Growing up in a virtually monocultural, monolinguistic part of Northern Ireland, I’d had little if any exposure to other languages before I went for a French taster lesson at my prospective new secondary school at the age of 11. But from that day on I was hooked. The excitement of understanding that I could learn a code that would let me communicate with millions of people who might not speak English has never left me; I’m still fascinated by languages, how we learn them and how we might help people to learn them more effectively.
After studying French and German at St Andrews, including a year in Strasbourg and a term in Berlin, I began my working life as a secondary school foreign language teacher. After ten enjoyable years, and having become more and more involved in teacher education, I moved to Homerton College, Cambridge, to help co-ordinate the languages PGCE course. A final move to the Faculty of Education, where I am now based, has allowed me to continue my involvement with teachers, to work on a wide range of courses related to second language education and to focus my research in the fields of teacher learning, foreign languages pedagogy and languages policy.
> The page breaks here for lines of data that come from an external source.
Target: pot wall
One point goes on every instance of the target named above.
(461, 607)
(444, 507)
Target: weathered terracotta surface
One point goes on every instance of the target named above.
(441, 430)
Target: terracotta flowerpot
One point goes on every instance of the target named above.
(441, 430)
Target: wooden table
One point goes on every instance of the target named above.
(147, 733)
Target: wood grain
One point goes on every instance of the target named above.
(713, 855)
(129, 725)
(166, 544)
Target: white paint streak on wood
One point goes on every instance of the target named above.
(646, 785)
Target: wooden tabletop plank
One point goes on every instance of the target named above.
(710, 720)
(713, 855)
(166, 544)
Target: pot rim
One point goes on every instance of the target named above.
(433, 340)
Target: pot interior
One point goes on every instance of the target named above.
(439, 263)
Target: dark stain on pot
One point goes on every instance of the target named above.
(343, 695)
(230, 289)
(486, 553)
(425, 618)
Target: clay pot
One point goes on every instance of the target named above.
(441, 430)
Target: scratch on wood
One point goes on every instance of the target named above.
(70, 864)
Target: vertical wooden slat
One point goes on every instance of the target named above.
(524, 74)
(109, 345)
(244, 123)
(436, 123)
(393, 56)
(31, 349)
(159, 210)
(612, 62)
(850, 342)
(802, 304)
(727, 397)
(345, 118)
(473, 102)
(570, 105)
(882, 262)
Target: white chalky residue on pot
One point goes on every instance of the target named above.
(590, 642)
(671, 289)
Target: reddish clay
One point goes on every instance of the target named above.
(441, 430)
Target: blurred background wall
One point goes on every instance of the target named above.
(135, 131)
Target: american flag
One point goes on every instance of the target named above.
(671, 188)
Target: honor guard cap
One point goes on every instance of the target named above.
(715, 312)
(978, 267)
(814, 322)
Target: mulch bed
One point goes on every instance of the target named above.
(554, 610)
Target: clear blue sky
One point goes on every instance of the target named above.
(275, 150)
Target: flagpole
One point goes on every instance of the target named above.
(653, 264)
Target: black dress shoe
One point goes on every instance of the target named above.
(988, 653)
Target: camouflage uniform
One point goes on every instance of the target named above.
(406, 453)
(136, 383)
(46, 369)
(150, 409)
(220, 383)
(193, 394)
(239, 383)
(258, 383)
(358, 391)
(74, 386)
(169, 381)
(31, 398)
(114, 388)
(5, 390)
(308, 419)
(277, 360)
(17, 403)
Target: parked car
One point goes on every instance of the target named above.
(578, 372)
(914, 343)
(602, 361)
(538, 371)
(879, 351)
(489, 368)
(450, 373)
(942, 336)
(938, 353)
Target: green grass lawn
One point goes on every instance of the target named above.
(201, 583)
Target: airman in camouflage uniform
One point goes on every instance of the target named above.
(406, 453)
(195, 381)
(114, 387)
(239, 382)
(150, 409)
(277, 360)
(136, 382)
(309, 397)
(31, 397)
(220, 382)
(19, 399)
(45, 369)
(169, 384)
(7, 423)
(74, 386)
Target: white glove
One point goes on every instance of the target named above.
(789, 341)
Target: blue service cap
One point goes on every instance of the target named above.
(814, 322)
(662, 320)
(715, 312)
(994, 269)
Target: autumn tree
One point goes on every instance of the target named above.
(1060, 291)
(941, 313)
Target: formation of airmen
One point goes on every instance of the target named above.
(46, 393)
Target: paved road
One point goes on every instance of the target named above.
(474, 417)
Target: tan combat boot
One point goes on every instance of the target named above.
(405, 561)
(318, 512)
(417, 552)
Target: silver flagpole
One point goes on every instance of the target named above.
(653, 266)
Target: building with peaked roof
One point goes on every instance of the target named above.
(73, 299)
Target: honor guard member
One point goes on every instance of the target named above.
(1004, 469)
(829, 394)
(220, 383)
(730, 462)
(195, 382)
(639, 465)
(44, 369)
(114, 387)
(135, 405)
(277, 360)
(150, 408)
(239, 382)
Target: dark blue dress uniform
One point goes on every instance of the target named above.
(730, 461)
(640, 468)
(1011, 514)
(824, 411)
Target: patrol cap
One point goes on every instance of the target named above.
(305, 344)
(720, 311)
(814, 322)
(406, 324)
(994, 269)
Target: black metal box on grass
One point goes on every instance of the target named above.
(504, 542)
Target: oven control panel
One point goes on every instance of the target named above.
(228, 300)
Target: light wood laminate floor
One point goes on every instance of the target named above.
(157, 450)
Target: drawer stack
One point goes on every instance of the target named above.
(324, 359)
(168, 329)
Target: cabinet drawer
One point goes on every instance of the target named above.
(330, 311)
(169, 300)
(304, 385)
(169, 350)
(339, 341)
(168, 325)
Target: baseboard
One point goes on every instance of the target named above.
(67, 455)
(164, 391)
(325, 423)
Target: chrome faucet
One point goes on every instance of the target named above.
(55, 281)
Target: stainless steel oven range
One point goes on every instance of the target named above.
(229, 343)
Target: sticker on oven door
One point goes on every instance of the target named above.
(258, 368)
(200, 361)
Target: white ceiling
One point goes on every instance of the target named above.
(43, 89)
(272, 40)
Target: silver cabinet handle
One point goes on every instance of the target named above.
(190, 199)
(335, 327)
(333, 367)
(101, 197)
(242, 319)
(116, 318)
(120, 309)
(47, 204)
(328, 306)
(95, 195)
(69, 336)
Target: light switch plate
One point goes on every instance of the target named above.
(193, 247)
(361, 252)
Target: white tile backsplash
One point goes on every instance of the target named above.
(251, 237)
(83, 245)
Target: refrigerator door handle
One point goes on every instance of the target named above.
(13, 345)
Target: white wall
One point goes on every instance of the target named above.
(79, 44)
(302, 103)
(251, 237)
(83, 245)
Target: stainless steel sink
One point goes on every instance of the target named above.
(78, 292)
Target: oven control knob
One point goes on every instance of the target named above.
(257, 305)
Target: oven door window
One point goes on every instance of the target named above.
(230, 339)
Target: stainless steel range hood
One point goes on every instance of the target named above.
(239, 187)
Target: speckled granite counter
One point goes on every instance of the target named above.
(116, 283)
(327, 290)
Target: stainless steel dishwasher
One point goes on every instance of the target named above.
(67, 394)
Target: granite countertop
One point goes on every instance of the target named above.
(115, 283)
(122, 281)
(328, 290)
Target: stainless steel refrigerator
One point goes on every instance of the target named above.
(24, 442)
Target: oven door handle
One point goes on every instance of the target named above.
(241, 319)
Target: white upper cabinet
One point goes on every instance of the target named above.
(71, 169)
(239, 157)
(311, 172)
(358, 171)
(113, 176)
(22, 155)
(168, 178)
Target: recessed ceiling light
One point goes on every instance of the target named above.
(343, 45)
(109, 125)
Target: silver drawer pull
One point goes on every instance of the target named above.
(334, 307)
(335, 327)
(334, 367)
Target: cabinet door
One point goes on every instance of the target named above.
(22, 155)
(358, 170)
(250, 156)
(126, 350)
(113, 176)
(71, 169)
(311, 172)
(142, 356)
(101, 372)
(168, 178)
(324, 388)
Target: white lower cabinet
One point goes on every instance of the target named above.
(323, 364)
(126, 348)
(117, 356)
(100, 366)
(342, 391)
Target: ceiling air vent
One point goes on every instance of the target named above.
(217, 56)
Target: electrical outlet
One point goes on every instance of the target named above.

My chief research interest has been how people’s beliefs about their capacity for language learning influences their motivation and progression. In particular, the focus has been on how the sociocultural environment (influenced by everything from government policy to school culture) influences such beliefs, and how we might develop pedagogical approaches that benefit and sustain language learning. For the last few years I have been researching metaphor as a way of accessing and shaping beliefs to make them conducive to language learning. The Creative Multilingualism project offers an exciting opportunity to work with Suzanne Graham in Strand 7 to understand whether students’ literacy and motivation are developed when they deal with texts containing figurative and metaphorical language that require them to produce creative and personal responses. The role of metaphor in this process is a key focus, and offers opportunities for collaboration across other strands on this project and with experts worldwide.
Running in parallel with my ongoing attempts to get beyond beginners’ Spanish, I’m looking forward to learning a new language as part of the Creative Multilingualism team challenge, and am leaning towards Norwegian. Spennende tider og spennende muligheter!
Fisher, L. (forthcoming 2016) 'Researching learners' and teachers' beliefs about language using metaphor'. Encyclopedia of Language and Education. Volume 3. US: Springer.
Fisher, L. (2013) 'Discerning Change in Young Students’ Beliefs about their Language Learning through the use of Metaphor Elicitation in the Classroom', Research Papers in Education 28(3), 373-392
Evans, M. and Fisher, L. (2010) 'Translating policy into practice: the impact of the KS3 Framework for MFL on language teaching and learning in schools', Research Papers in Education, 25(4), 479-493
Evans, M. and Fisher, L. (2009) Language Learning at Key Stage 3: The Impact of the Key Stage 3 Modern Foreign Languages Framework and changes to the curriculum on provision and practice. DCSF.